Republican New Jersey Gov. Chris Christie on Jan. 13 vetoed a bill to allow transgender people to update the gender marker on their birth certificates to match their lived gender.
The bill passed by strong majorities in both the House and Senate. The governor's veto means the existing law stands, which contains a requirement that transgender people undergo surgical procedures to obtain an accurate birth certificate.
Christie's veto message said, "Birth certificates are often required to complete myriad security-related tasks. Accordingly, proposed measures that revise the standards for the issuance of amended birth certificates may result in significant legal uncertainties and create opportunities for fraud, deception, and abuse, and should therefore by closely scrutinized and sparingly approved."
The statement also said "New Jersey already has an administrative process in place to streamline applications to amend birth certificates for gender purposes without court order."
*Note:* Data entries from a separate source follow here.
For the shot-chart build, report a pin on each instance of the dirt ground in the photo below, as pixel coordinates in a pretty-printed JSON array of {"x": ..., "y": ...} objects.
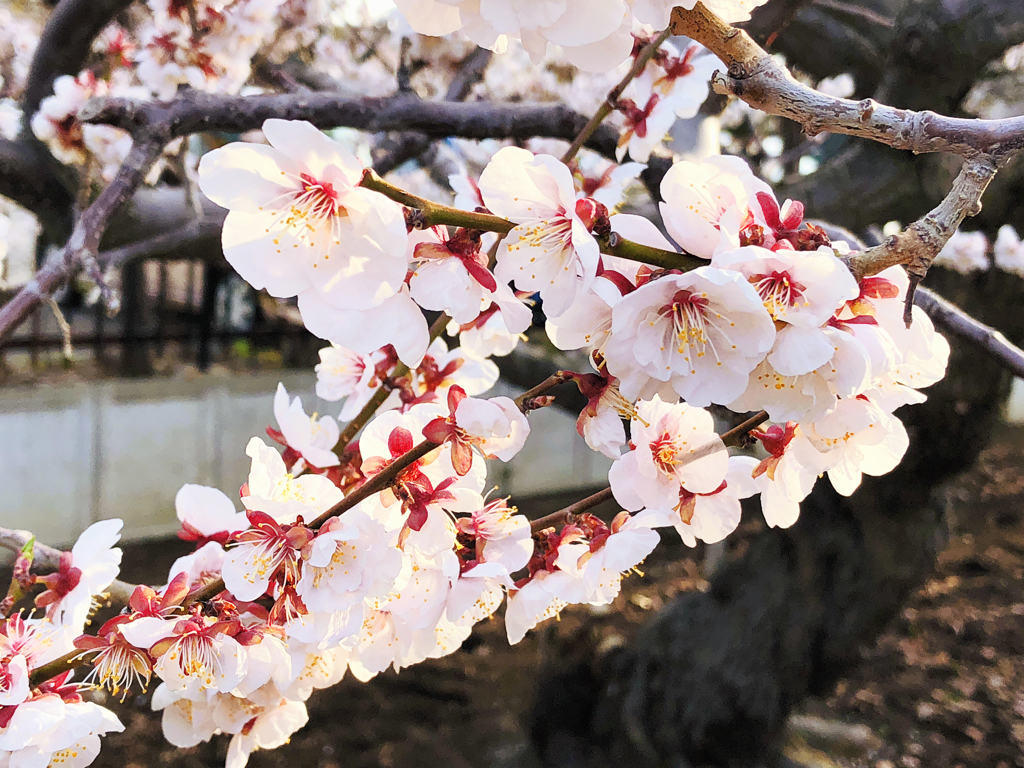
[{"x": 943, "y": 686}]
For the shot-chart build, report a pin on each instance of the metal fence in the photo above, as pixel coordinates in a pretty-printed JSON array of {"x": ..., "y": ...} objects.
[{"x": 198, "y": 311}]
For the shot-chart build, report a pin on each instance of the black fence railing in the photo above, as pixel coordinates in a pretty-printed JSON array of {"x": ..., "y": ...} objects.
[{"x": 200, "y": 313}]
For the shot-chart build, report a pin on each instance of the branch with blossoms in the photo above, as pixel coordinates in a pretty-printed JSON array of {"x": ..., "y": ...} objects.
[
  {"x": 372, "y": 546},
  {"x": 765, "y": 84}
]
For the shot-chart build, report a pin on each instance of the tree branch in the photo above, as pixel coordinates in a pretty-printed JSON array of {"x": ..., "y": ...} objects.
[
  {"x": 919, "y": 244},
  {"x": 83, "y": 245},
  {"x": 48, "y": 559},
  {"x": 431, "y": 214},
  {"x": 65, "y": 45},
  {"x": 611, "y": 101},
  {"x": 196, "y": 112},
  {"x": 955, "y": 321},
  {"x": 756, "y": 78},
  {"x": 27, "y": 178}
]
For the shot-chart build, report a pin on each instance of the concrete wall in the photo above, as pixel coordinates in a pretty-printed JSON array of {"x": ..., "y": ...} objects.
[{"x": 71, "y": 455}]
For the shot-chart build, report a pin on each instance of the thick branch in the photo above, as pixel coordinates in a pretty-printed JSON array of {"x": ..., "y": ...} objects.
[
  {"x": 755, "y": 77},
  {"x": 65, "y": 45},
  {"x": 27, "y": 178},
  {"x": 200, "y": 112},
  {"x": 83, "y": 245},
  {"x": 411, "y": 145},
  {"x": 432, "y": 214}
]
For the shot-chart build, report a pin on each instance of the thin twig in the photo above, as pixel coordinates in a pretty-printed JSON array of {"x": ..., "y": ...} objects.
[
  {"x": 432, "y": 214},
  {"x": 560, "y": 377},
  {"x": 378, "y": 397},
  {"x": 566, "y": 514},
  {"x": 957, "y": 322},
  {"x": 732, "y": 437},
  {"x": 611, "y": 101}
]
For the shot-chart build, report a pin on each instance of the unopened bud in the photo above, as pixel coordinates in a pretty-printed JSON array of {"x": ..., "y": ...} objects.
[{"x": 536, "y": 403}]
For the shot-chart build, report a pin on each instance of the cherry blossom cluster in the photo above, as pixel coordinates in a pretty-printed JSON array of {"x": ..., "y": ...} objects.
[
  {"x": 593, "y": 36},
  {"x": 359, "y": 555},
  {"x": 49, "y": 722},
  {"x": 368, "y": 538},
  {"x": 972, "y": 252}
]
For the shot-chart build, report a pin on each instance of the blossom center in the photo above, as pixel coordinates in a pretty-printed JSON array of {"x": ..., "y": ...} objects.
[
  {"x": 664, "y": 451},
  {"x": 690, "y": 324},
  {"x": 778, "y": 292}
]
Responding, in a news release, Dru Levasseur of Lambda Legal's Transgender Rights Project, said, "There is simply no justification for requiring transgender or intersex individuals to undergo unnecessary and often unavailable procedures in order to amend their birth certificates. New Jersey’s onerous surgery requirement is out-of-step with contemporary standards for transgender health care and imposes a hurdle that many cannot and should not have to meet simply to have identity documents that reflect who they are."
A Lambda representative testified in favor of the legislation in December. Staff attorney Jael Humphrey told lawmakers that "birth certificates are the most basic proof of who we are."
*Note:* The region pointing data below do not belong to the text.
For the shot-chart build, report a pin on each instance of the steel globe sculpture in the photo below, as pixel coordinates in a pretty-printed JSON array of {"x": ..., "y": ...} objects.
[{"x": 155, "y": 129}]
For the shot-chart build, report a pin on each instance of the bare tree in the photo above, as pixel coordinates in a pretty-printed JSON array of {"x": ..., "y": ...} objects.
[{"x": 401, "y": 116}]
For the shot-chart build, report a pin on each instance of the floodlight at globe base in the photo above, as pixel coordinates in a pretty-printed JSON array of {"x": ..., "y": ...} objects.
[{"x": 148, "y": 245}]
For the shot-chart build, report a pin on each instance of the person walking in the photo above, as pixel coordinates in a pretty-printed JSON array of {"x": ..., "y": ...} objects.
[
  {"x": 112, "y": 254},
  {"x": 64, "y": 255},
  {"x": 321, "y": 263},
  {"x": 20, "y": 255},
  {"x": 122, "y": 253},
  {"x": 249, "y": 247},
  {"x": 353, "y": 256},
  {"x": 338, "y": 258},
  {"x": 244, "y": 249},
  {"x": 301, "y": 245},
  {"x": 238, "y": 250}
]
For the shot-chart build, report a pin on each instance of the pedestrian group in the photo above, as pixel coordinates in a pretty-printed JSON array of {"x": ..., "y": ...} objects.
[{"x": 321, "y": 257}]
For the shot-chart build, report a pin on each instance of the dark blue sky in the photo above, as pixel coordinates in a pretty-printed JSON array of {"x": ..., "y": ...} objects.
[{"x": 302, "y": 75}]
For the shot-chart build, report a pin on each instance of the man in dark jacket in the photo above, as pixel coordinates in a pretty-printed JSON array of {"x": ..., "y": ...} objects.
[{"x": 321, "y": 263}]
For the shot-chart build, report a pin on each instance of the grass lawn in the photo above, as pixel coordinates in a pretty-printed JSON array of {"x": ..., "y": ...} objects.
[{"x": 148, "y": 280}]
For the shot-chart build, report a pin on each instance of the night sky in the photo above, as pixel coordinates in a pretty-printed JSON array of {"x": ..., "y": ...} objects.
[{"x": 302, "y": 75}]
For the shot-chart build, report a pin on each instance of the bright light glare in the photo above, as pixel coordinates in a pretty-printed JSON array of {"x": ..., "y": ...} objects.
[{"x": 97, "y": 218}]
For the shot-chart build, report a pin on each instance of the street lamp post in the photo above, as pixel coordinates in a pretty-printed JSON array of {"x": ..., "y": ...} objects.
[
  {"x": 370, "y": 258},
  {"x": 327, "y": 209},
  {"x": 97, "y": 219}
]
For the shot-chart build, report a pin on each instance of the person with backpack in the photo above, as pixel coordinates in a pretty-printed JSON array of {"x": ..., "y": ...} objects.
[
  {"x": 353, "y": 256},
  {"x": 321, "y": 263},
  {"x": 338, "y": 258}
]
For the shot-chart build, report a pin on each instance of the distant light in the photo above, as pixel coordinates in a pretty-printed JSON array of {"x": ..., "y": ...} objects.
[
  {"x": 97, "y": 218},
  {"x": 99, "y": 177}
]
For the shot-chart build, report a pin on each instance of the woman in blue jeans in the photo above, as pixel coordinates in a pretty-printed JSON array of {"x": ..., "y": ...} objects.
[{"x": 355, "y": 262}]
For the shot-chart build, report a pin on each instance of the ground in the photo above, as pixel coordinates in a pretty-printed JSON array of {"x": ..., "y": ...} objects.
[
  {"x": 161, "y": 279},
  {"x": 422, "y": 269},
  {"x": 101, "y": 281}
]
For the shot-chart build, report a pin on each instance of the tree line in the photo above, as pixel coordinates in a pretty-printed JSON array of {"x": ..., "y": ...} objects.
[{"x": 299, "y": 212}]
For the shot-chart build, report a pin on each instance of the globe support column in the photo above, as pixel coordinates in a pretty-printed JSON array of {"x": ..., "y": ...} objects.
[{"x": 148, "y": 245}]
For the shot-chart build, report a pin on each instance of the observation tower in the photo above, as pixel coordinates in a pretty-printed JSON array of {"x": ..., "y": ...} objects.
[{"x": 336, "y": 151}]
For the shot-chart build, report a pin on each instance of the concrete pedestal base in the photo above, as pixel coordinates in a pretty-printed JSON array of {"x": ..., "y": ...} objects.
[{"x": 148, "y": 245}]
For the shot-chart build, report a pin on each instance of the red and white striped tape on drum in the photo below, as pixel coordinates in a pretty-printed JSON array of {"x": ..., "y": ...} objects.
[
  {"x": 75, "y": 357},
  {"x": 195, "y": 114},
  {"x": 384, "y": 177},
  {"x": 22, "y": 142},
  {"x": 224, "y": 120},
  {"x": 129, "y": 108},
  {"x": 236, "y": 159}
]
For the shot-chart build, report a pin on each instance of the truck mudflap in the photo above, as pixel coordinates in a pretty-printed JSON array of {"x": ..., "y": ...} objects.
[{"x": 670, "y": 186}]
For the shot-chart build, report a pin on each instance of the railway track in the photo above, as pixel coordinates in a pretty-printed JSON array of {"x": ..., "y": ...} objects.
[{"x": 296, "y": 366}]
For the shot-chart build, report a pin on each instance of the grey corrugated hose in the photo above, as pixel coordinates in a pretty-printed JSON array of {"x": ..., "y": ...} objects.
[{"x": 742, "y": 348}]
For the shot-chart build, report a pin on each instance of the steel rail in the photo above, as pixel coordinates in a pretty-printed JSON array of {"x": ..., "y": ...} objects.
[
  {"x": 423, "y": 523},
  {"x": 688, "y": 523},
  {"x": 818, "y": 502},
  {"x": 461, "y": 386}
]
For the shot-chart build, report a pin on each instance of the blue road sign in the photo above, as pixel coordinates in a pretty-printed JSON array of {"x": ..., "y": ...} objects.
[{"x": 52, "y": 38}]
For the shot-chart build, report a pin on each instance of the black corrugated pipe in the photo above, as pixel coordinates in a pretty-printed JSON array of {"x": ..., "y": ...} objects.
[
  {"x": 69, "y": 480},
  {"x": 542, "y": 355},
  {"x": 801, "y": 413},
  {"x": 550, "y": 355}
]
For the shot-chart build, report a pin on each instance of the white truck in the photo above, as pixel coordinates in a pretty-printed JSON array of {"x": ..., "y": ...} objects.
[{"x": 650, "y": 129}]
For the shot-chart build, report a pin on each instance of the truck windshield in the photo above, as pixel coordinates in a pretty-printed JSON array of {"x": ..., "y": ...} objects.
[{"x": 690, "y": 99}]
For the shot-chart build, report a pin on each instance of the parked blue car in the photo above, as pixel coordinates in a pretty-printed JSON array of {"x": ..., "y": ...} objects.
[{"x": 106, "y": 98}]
Humphrey continued, "Our identification documents are a gateway to employment, education and housing. They affect our ability to adopt or retain custody of our children, to secure a loan or to prove to our employers that we are authorized to work. When the gender marker differs from lived gender on identity documents, or the documents themselves are inconsistent, transgender and intersex people are robbed of their privacy and are more vulnerable to harassment, groundless accusations of fraud, discrimination and even violence."
Other states and U.S. agencies have modernized policies regarding birth certificates and other documents, including the State Department and the Social Security Administration.
The New Jersey bill would have mandated a new birth record for people who have undergone “clinically appropriate treatment for the purpose of gender transition, based on contemporary medical standards.”
State Sen. Joseph Vitale sponsored the measure. The bill passed in the Senate in late December, 21-11. Assembly members approved the bill in June, 43-27.